While buzzy companies like Elon Musk’s infamous Neuralink seek to plant hardware inside human brains, Neurable is trying to circumvent the operating room altogether.
The company has previously partnered with audio brand Master & Dynamic to put out the MW75 Neuro LT brain-scanning headphones, which are meant to monitor your focus and give you a numerical score as you work. At a suggested retail price of $700, it’s difficult to tell how legitimate the brain-scanning performance is, given a lack of critical reviews and the historical challenges non-invasive BCI has faced with noise interference and signal degradation.
There’s also the question of who, exactly, the potentially invasive tech is serving. Neurable maintains a $1.2 million research partnership with the Pentagon to study whether its wearable BCI can track Air Force service members’ cognitive fitness.
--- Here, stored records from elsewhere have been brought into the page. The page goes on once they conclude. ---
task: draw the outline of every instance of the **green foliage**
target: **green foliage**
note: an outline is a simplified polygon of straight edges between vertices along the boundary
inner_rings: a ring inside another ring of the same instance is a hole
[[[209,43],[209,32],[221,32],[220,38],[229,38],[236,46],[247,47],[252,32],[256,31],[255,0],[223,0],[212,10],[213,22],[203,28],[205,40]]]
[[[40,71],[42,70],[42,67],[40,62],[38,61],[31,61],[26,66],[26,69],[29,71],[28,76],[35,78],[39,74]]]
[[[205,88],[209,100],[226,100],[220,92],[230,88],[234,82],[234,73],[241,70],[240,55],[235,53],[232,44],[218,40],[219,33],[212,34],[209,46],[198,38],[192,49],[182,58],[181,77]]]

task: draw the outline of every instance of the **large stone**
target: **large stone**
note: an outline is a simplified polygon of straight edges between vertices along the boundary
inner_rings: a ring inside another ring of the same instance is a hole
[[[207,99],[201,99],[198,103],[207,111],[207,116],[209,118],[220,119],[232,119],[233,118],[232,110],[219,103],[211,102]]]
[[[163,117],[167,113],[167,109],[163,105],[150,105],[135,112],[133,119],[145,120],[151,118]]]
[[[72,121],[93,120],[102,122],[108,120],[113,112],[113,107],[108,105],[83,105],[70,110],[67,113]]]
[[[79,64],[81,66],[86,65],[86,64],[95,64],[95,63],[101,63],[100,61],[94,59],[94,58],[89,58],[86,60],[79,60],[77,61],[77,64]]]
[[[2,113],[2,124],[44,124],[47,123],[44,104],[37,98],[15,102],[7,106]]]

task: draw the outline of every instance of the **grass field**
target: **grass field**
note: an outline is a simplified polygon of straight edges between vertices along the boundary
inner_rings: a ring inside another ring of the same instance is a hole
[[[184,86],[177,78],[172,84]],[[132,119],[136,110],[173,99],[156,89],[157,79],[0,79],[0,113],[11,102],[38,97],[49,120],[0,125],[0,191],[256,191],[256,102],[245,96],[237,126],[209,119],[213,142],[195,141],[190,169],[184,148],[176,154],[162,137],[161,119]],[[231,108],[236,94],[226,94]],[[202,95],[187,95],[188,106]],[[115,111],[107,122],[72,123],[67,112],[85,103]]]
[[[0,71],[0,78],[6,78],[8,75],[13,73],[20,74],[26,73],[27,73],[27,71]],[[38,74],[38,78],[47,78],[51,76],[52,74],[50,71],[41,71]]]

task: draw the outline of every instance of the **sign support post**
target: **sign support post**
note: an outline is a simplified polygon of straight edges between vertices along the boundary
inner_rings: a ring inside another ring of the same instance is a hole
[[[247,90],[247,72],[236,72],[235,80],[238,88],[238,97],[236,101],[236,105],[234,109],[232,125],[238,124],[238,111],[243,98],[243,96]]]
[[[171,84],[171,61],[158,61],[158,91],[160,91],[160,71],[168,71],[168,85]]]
Beyond the ethical concerns of a company doing business with the US military establishment, such a move also raises some important questions about how responsible a steward Neurable will be with the brainwave data its devices collect.
When it comes to service members being made to use BCI gadgets, “one could certainly imagine how enforced use of such devices could create a very dystopian basis for behavioral control,” James Giordano, former chief of neuroethics at Georgetown University Medical Center warned the Military Times of the Pentagon contract.
Going forward, it’s anyone’s guess who will step up to partner with Neurable on expensive brain-monitoring devices — nevermind convince consumers to pay good money to have their innermost cognitive processes poked and prodded by a defense contractor.